American military historians continue to use the Army's figure of 200-220,000 Filipinos killed, rather than the over 500,000 compiled by the Anti-Imperialist League. Does anyone believe the Army's figures on Iraq today, as compared to the over 100,000 suggested by humanitarian groups, not counting the half-million children due to our policies in the 1990s, so lightly regarded by Madame Albright?
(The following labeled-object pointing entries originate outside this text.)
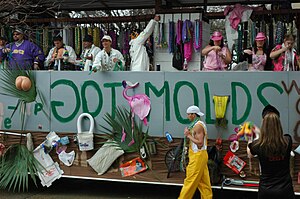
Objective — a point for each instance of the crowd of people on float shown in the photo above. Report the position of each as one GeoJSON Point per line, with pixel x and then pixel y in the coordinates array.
{"type": "Point", "coordinates": [282, 57]}
{"type": "Point", "coordinates": [24, 54]}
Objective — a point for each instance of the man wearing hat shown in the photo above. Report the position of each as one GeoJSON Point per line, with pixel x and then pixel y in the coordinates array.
{"type": "Point", "coordinates": [108, 59]}
{"type": "Point", "coordinates": [197, 175]}
{"type": "Point", "coordinates": [138, 53]}
{"type": "Point", "coordinates": [23, 54]}
{"type": "Point", "coordinates": [273, 150]}
{"type": "Point", "coordinates": [217, 56]}
{"type": "Point", "coordinates": [89, 53]}
{"type": "Point", "coordinates": [61, 56]}
{"type": "Point", "coordinates": [2, 47]}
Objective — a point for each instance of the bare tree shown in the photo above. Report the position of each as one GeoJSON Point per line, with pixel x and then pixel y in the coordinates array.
{"type": "Point", "coordinates": [15, 12]}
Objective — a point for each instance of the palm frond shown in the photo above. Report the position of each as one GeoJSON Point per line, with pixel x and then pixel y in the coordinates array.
{"type": "Point", "coordinates": [8, 87]}
{"type": "Point", "coordinates": [123, 120]}
{"type": "Point", "coordinates": [15, 165]}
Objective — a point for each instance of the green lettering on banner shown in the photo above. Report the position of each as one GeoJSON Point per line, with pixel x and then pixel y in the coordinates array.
{"type": "Point", "coordinates": [37, 108]}
{"type": "Point", "coordinates": [178, 85]}
{"type": "Point", "coordinates": [159, 93]}
{"type": "Point", "coordinates": [208, 118]}
{"type": "Point", "coordinates": [7, 123]}
{"type": "Point", "coordinates": [113, 95]}
{"type": "Point", "coordinates": [244, 117]}
{"type": "Point", "coordinates": [85, 108]}
{"type": "Point", "coordinates": [266, 85]}
{"type": "Point", "coordinates": [55, 104]}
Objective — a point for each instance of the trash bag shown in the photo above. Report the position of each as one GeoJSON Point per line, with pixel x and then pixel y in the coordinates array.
{"type": "Point", "coordinates": [214, 164]}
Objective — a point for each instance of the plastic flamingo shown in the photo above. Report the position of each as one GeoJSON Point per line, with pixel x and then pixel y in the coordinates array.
{"type": "Point", "coordinates": [139, 104]}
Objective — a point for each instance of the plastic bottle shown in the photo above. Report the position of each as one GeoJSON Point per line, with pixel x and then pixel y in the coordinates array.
{"type": "Point", "coordinates": [185, 64]}
{"type": "Point", "coordinates": [169, 137]}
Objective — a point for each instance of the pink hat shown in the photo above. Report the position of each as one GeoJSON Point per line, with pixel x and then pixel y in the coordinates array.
{"type": "Point", "coordinates": [260, 36]}
{"type": "Point", "coordinates": [217, 36]}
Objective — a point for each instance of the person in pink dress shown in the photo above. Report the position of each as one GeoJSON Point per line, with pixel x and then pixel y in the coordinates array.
{"type": "Point", "coordinates": [217, 56]}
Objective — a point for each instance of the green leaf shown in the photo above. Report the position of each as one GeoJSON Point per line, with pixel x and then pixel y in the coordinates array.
{"type": "Point", "coordinates": [15, 165]}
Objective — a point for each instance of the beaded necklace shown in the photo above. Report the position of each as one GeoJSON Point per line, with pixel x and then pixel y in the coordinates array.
{"type": "Point", "coordinates": [84, 54]}
{"type": "Point", "coordinates": [66, 53]}
{"type": "Point", "coordinates": [193, 123]}
{"type": "Point", "coordinates": [107, 65]}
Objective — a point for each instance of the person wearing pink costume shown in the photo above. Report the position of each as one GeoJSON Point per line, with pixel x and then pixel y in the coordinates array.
{"type": "Point", "coordinates": [217, 56]}
{"type": "Point", "coordinates": [258, 55]}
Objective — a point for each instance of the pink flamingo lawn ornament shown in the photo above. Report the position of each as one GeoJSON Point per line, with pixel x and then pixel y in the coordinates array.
{"type": "Point", "coordinates": [139, 105]}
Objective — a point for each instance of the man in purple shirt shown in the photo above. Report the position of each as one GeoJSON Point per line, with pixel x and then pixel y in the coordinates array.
{"type": "Point", "coordinates": [23, 54]}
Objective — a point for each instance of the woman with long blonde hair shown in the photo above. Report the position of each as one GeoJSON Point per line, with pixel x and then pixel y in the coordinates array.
{"type": "Point", "coordinates": [273, 150]}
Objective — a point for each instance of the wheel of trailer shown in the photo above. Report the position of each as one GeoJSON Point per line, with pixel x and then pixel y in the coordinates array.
{"type": "Point", "coordinates": [171, 161]}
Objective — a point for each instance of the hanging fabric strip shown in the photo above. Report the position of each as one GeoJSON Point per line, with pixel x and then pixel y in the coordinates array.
{"type": "Point", "coordinates": [113, 36]}
{"type": "Point", "coordinates": [156, 33]}
{"type": "Point", "coordinates": [77, 40]}
{"type": "Point", "coordinates": [90, 31]}
{"type": "Point", "coordinates": [159, 44]}
{"type": "Point", "coordinates": [187, 37]}
{"type": "Point", "coordinates": [240, 41]}
{"type": "Point", "coordinates": [197, 36]}
{"type": "Point", "coordinates": [178, 32]}
{"type": "Point", "coordinates": [45, 45]}
{"type": "Point", "coordinates": [96, 36]}
{"type": "Point", "coordinates": [71, 37]}
{"type": "Point", "coordinates": [279, 33]}
{"type": "Point", "coordinates": [171, 36]}
{"type": "Point", "coordinates": [126, 46]}
{"type": "Point", "coordinates": [164, 43]}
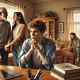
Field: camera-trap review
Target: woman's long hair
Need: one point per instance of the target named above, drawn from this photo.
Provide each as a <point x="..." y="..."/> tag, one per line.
<point x="21" y="20"/>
The US Army & its accompanying bureaucrats? Some Nation Builders!
Aeon J. Skoble -
6/2/2005
I don't see how this paper makes the point you seem to want it to make. If the Japanese were able to vote out the new dealers -- "democracy working as it should" -- that's _because_ of the occupation forcing them to adopt constituional government. When Japan is used as an example of "nation-building," e.g. in arguments about Iraq, the point isn't that the US made Japan into a laissez-faire capitalism machine. It's that the US made Japan abandon its quasi-feudal and explicitly fascist political structure and replace it with the kind of constitutional democracy in which it's possible for "voters" to "retake the government."
Sudha Shenoy -
6/2/2005
"Nation-building" suggests Japan in 1945 was a blank sheet of paper. On this pristine sheet, American occupiers drew the picture of post-1945 Japan. Is this really true? Did the Japanese have no history, no society, no economy, no literature, religions, art, etc.? Were they simply blanks waiting to become something?